True Nordic Exhibition at The Gardiner Museum
Tuesday night we were excited to go to the opening reception for The Gardiner Museum‘s new exhibition, True Nordic: How Scandinavia influenced design in Canada. Curated by Dr. Rachel Gotlieb and Michael Prokopow, we are honoured that our Garden Works collaboration with Anderssen & Voll is on display.
From the press release: Scandinavian design initially reached Canada’s elite consumers and style-makers via museum and gallery exhibitions, showrooms, small retail shops and articles and advertisements in popular decorator magazines. However, it was the dynamic influx of émigré craftspeople from Scandinavia who both affirmed and vernacularized the aesthetic in Canada and who shaped profoundly the country’s design and craft movement from the 1930s onward. What was broadly known as “Danish modern” became synonymous with ideas about good design, and “comfortable and gracious living.” Capitalizing on the market opportunities presented, Canadian manufacturers added Scandinavian design to their conservative repertoire of colonial and historicist offerings and called these lines, Helsinki, Stanvanger, Scanda and so on. The culminating section of the exhibition will ask why Scandinavian and Nordic aesthetics continue to resonate with so many contemporary Canadian designers and artisans at work today.
The exhibition was designed by friend of the shop Andrew Jones Design / Graphic design by q30 design inc.
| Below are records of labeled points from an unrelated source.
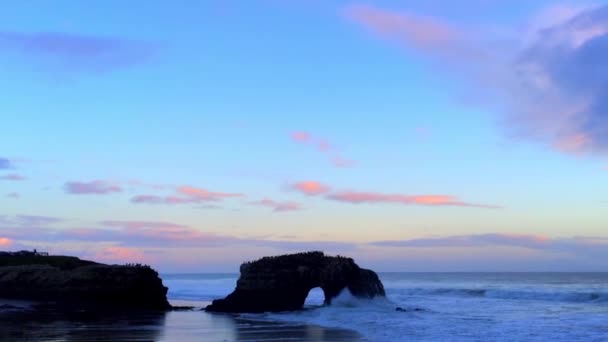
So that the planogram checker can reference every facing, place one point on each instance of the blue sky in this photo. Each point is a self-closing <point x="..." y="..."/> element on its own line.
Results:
<point x="277" y="126"/>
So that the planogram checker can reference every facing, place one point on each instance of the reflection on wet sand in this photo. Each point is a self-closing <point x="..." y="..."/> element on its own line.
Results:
<point x="163" y="327"/>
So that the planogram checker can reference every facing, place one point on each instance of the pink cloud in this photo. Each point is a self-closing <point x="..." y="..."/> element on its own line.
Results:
<point x="152" y="199"/>
<point x="204" y="194"/>
<point x="422" y="32"/>
<point x="311" y="188"/>
<point x="324" y="146"/>
<point x="186" y="194"/>
<point x="544" y="78"/>
<point x="13" y="177"/>
<point x="278" y="206"/>
<point x="97" y="187"/>
<point x="357" y="197"/>
<point x="5" y="242"/>
<point x="535" y="241"/>
<point x="341" y="162"/>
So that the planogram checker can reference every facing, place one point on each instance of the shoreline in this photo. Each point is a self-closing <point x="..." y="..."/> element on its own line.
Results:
<point x="23" y="322"/>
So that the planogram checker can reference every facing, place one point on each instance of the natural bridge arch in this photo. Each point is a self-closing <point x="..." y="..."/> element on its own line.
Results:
<point x="282" y="283"/>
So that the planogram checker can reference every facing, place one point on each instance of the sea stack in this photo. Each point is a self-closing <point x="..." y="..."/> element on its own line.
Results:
<point x="281" y="283"/>
<point x="68" y="282"/>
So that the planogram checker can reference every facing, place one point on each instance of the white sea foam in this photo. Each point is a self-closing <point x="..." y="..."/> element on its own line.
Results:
<point x="454" y="307"/>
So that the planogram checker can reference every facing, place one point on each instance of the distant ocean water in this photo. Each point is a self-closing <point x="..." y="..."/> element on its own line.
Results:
<point x="445" y="306"/>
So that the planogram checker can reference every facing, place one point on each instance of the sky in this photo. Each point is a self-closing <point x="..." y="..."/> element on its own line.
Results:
<point x="466" y="135"/>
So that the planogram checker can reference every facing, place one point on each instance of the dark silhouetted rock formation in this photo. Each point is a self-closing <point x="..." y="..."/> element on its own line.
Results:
<point x="282" y="283"/>
<point x="73" y="283"/>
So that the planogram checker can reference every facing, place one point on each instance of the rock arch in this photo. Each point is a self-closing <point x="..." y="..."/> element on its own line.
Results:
<point x="281" y="283"/>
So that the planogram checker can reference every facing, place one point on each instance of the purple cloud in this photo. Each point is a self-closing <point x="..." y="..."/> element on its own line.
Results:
<point x="575" y="245"/>
<point x="278" y="206"/>
<point x="155" y="234"/>
<point x="28" y="220"/>
<point x="13" y="177"/>
<point x="5" y="164"/>
<point x="550" y="79"/>
<point x="97" y="187"/>
<point x="73" y="52"/>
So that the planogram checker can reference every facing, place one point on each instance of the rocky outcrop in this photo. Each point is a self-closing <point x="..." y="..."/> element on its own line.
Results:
<point x="282" y="283"/>
<point x="82" y="284"/>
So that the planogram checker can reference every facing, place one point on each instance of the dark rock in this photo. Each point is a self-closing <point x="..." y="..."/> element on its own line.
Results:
<point x="407" y="310"/>
<point x="82" y="284"/>
<point x="282" y="283"/>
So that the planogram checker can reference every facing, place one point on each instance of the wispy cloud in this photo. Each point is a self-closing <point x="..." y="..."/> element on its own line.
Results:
<point x="301" y="137"/>
<point x="140" y="235"/>
<point x="75" y="53"/>
<point x="186" y="194"/>
<point x="423" y="32"/>
<point x="13" y="177"/>
<point x="323" y="146"/>
<point x="5" y="164"/>
<point x="5" y="242"/>
<point x="493" y="239"/>
<point x="358" y="197"/>
<point x="576" y="246"/>
<point x="311" y="188"/>
<point x="204" y="194"/>
<point x="96" y="187"/>
<point x="548" y="78"/>
<point x="28" y="220"/>
<point x="278" y="206"/>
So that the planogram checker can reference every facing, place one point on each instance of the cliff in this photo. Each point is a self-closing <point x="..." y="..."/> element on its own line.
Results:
<point x="282" y="283"/>
<point x="71" y="282"/>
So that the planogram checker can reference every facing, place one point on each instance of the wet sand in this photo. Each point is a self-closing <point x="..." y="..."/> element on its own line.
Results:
<point x="193" y="325"/>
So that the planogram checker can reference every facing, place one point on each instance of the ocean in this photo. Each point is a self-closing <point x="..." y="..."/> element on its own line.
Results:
<point x="441" y="306"/>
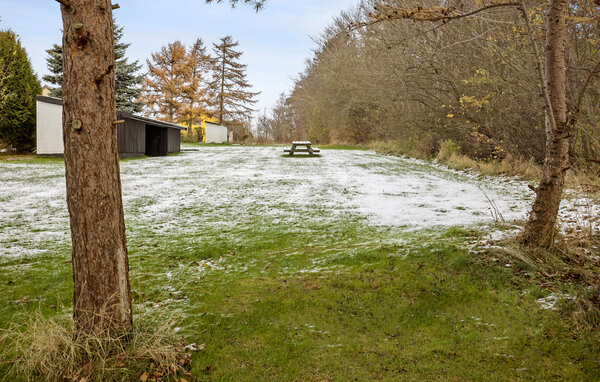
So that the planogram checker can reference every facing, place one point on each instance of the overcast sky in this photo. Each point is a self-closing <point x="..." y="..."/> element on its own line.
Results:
<point x="275" y="41"/>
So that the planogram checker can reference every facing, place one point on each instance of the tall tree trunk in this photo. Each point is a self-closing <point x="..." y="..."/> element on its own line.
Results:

Loved the Alto-esque paper room divider and the intimate wall colours.
During the Q&A discussion, there was a bit of talk about how a lot of the designers were married couples. Naturally we like this dynamic a lot!
In the contemporary designers section there are a lot of local designers and artisans, such as Castor, Sean Plaice, MSDS, and Bookhou. It was nice to see everyone in the same place.
The exhibition book was a nice surprise, containing some essays and the exhibition catalog. The fire tools pictured are from a project we have been working on with Winnipeg designer Thom Fougere (to be launched in January).
Please go see this show at the Gardiner Museum, running until January 8.